Reference standard and validation

We selected a random sample of 10 000 outpatient visits that could be linked with diagnosis records during a 4-month period of 1 January 2018 to 30 April 2018 in the database. The sample data in this study had a good representativeness of the entire database (online supplementry appendix 9). Prescription review was used as the reference standard for classification validation against which the sensitivity, specificity, positive predictive value (PPV) and negative predictive value (NPV) for classifying different tiers of diagnosis were calculated. Two researchers who were trained with the classification scheme and blinded to drug exposure status independently reviewed the raw prescription and classified the diagnoses into tier 1, tier 2, or tier 3 according to the LiSToD, with or without uncertainty. Conflicting results of the two researchers were further discussed with a third clinician and the final tier of the diagnosis was determined.

Statistical analysis

We calculated the sensitivity, specificity, PPV and NPV for each tier of diagnosis and the Clopper-Pearson Exact method was used for calculating the 95% CIs. For tier X diagnosis (X was 1, 2, 3, or 1A, 1B, 2A, 2B), the sensitivity was the proportion of true tier X diagnosis that was classified as tier X by the RE algorithm; the specificity was the proportion of true non-tier X that was classified as non-tier X by the RE algorithm; the PPV was the proportion of tier X classified by the RE algorithm that was true tier X diagnosis; the NPV was the proportion of non-tier X classified by the RE algorithm that was true non-tier X diagnosis. The information extraction, and mapping the diagnosis text to the LiSToD using REoD were performed by using Oracle 11gR2 and PL/SQL developer V.11.0 (Oracle Corp., Redwood Shores, California, USA). Statistical analyses were performed by using SAS V.9.4 (SAS Institute).
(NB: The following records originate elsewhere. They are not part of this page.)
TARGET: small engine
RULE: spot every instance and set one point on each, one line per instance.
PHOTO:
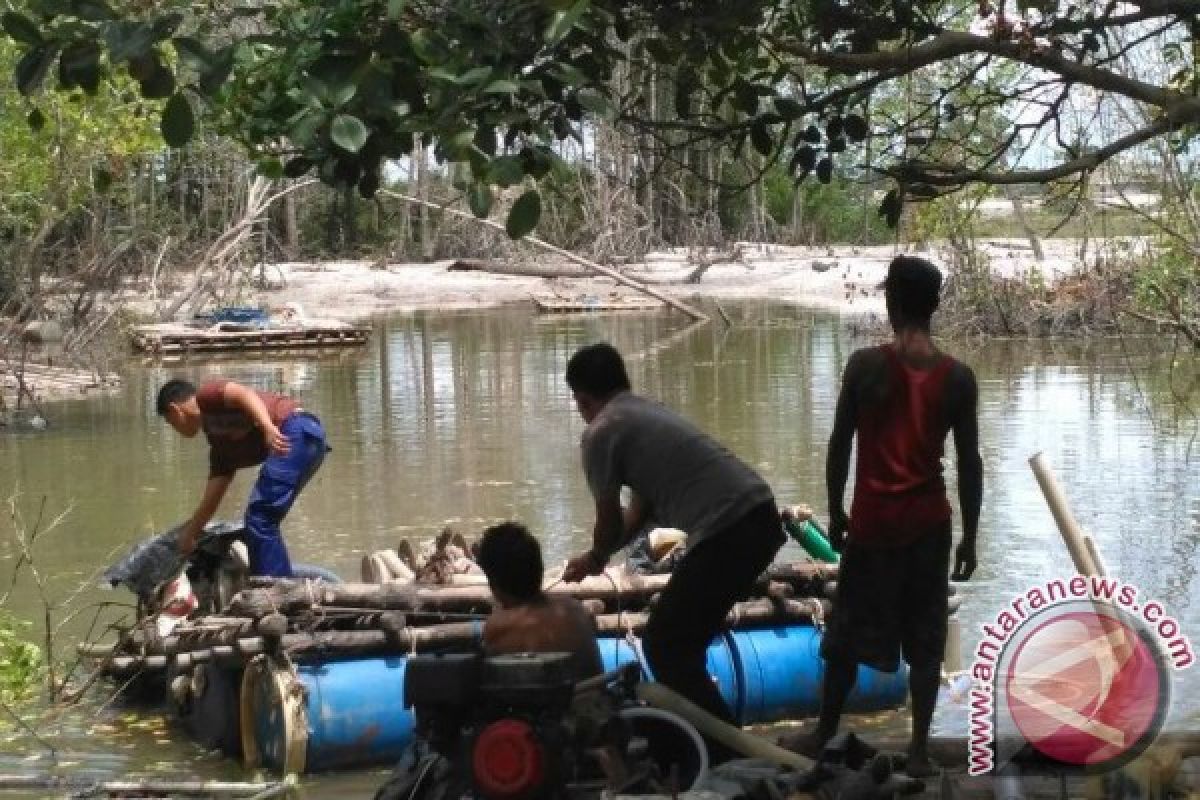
(510, 727)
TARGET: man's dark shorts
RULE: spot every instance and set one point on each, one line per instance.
(891, 601)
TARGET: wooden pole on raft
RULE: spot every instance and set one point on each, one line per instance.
(142, 788)
(1072, 534)
(571, 257)
(289, 596)
(187, 651)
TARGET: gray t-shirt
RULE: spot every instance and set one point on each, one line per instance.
(687, 479)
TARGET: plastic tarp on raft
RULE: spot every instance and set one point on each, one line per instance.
(353, 711)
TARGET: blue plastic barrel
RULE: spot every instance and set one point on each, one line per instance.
(357, 715)
(781, 672)
(616, 651)
(355, 711)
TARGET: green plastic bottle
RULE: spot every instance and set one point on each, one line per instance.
(811, 539)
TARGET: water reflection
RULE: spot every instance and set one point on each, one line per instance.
(463, 419)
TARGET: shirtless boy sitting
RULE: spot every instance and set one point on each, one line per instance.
(527, 619)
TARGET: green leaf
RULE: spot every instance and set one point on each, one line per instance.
(91, 10)
(507, 170)
(474, 77)
(340, 96)
(789, 108)
(79, 66)
(101, 180)
(348, 132)
(429, 46)
(129, 41)
(855, 127)
(760, 137)
(297, 167)
(270, 168)
(523, 215)
(217, 72)
(22, 29)
(160, 84)
(192, 52)
(165, 26)
(479, 198)
(178, 121)
(564, 22)
(825, 170)
(502, 86)
(31, 68)
(594, 102)
(303, 127)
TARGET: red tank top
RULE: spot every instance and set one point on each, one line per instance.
(899, 491)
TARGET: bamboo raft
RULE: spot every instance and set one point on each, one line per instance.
(312, 620)
(174, 338)
(307, 674)
(593, 304)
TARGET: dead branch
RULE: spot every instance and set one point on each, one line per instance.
(579, 259)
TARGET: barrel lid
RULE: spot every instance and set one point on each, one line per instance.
(274, 717)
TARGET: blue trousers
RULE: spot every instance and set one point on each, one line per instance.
(279, 483)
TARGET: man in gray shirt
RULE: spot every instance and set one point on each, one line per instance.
(685, 480)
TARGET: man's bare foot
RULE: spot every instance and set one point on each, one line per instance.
(917, 764)
(810, 744)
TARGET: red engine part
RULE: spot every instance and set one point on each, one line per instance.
(508, 761)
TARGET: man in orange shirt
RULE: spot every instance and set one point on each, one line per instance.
(245, 428)
(900, 400)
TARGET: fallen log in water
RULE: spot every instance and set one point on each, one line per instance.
(145, 788)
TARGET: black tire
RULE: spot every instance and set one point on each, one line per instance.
(423, 775)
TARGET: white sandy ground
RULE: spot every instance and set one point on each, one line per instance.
(839, 278)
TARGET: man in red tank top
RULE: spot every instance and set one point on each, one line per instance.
(245, 428)
(900, 400)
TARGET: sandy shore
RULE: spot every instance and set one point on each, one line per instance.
(838, 278)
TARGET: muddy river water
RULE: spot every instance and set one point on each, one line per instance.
(465, 419)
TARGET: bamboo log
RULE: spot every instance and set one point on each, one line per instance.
(1072, 534)
(415, 639)
(289, 596)
(523, 270)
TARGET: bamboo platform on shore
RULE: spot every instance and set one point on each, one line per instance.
(593, 304)
(173, 338)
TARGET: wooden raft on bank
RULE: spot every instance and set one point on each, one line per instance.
(551, 305)
(173, 338)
Patient and public involvement

Patients and the public were not involved in the design or conduct of the study.

Results

Out of the 10 000 outpatient visits, 91.1% occurred in outpatient clinics, and 92.9% visits occurred in tertiary-level hospitals. Further, 90.5% of the patients were adults and 51.0% were women. Most outpatient visits were from the Eastern and Western regions, which accounted for 54.8% and 30.2% of all the visits (table 1). One thousand and ninety-two visits (10.9%) ended with antibiotic prescription and 1417 individual antibiotics were prescribed. The most commonly used antibiotics in the dataset were cefdinir, azithromycin, levofloxacin, cefixime and moxifloxacin. Then, 9984 of the 10 000 visits could be linked to valid diagnoses, and the diagnoses of 16 visits were pure numbers or punctuation that did not contain useful information. Among the 10 000 visits, 66% had just one diagnosis, over 85% had less than 2 diagnoses, and only 2.2% had more than 5 diagnoses. Among all diagnosis records, the median of the length of diagnosis text was 6 (IQR 4–10) characters; 73.1% contained less than 10 characters.

Table 1

Basic characteristics of the sample outpatient visits*

Subgroups	No of prescriptions	Percentage (%)
Type of patients
Outpatient clinic	9105	91.1
Emergency department	895	9.0
Age group
0–5	430	4.3
6–17	480	4.8
18–44	4180	41.8
45–64	3129	31.3
≥65	1742	17.4
Unknown	39	0.4
Gender of patients
Female	5099	51.0
Male	4893	48.9
Unknown	8	0.1
Hospital level
Second	711	7.1
Third	9289	92.9
Region of China†
Eastern	5476	54.8
Central	542	5.4
Western	3021	30.2
North-eastern	961	9.6
Top five most used antibiotics
Cefdinir	127	9.0
Azithromycin	126	8.9
Levofloxacin	111	7.8
Cefixime	103	7.3
Moxifloxacin	79	5.6
No of diagnoses
Non-valid diagnosis‡	16	0.2
One diagnosis	6597	66.0
Two diagnoses	1921	19.2
Three diagnoses	753	7.5
Four diagnoses	330	3.3
Five diagnoses	163	1.6
>5 diagnoses	220	2.2
Length of diagnosis text§
Non-valid diagnosis	16	0.2
1–4 characters	3645	36.5
5–9 characters	3662	36.6
10–14 characters	1477	14.8
15–19 characters	574	5.7
≥20 characters	626	6.3

*For rounding reasons, the sum of the percentages of some subgroups may not be exactly equal to 100%.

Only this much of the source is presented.